AW: NFS Mount Hangs

Mon Apr 12 07:49:48 UTC 2021

I was trying to do some simple tests yesterday - but don't know if these are representative:

Using an old Debian 3.16.3 linux box as nfs client, and simulating the disconnect with an ipfw rule, while introducing some packet drops using dummynet (I really should be adding a simple markov-chain state machine for burst losses), to utilize some of the socket upcalls in the tcp_input code flow. But it got too late before I arrived at any relevant results...

Richard Scheffenegger
Consulting Solution Architect
NAS & Networking

NetApp
+43 1 3676 811 3157 Direct Phone
+43 664 8866 1857 Mobile Phone
Richard.Scheffenegger at netapp.com

https://ts.la/richard49892

-----Ursprüngliche Nachricht-----
Von: Rick Macklem <rmacklem at uoguelph.ca> 
Gesendet: Montag, 12. April 2021 00:50
An: Scheffenegger, Richard <Richard.Scheffenegger at netapp.com>; tuexen at freebsd.org
Cc: Youssef GHORBAL <youssef.ghorbal at pasteur.fr>; freebsd-net at freebsd.org
Betreff: Re: NFS Mount Hangs

NetApp Security WARNING: This is an external email. Do not click links or open attachments unless you recognize the sender and know the content is safe.

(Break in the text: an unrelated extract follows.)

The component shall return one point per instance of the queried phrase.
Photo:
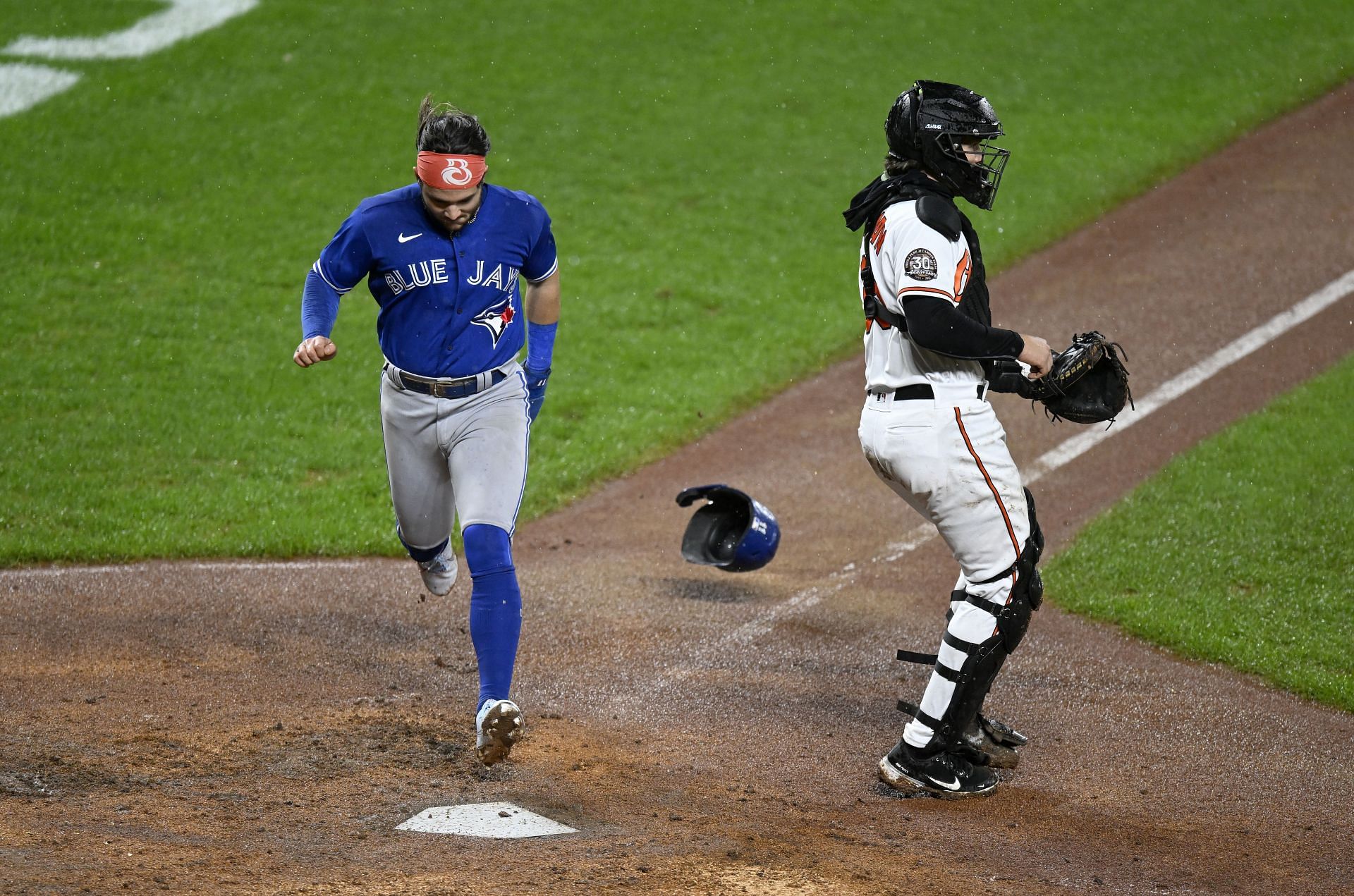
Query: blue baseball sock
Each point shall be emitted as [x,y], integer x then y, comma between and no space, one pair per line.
[494,608]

I should be able to test D69290 in about a week.
Note that I will not be able to tell if it fixes otis@'s hung Linux client problem.

rick

________________________________________
From: Scheffenegger, Richard <Richard.Scheffenegger at netapp.com>
Sent: Sunday, April 11, 2021 12:54 PM
To: tuexen at freebsd.org; Rick Macklem
Cc: Youssef GHORBAL; freebsd-net at freebsd.org
Subject: Re: NFS Mount Hangs

CAUTION: This email originated from outside of the University of Guelph. Do not click links or open attachments unless you recognize the sender and know the content is safe. If in doubt, forward suspicious emails to IThelp at uoguelph.ca

>From what i understand rick stating around the socket state changing before the upcall, i can only speculate that the rst fight is for the new sessios the client tries with the same 5tuple, while server side the old original session persists, as the nfs server never closes /shutdown the session .

But a debug logged version of the socket upcall used by the nfs server should reveal any differences in socket state at the time of upcall.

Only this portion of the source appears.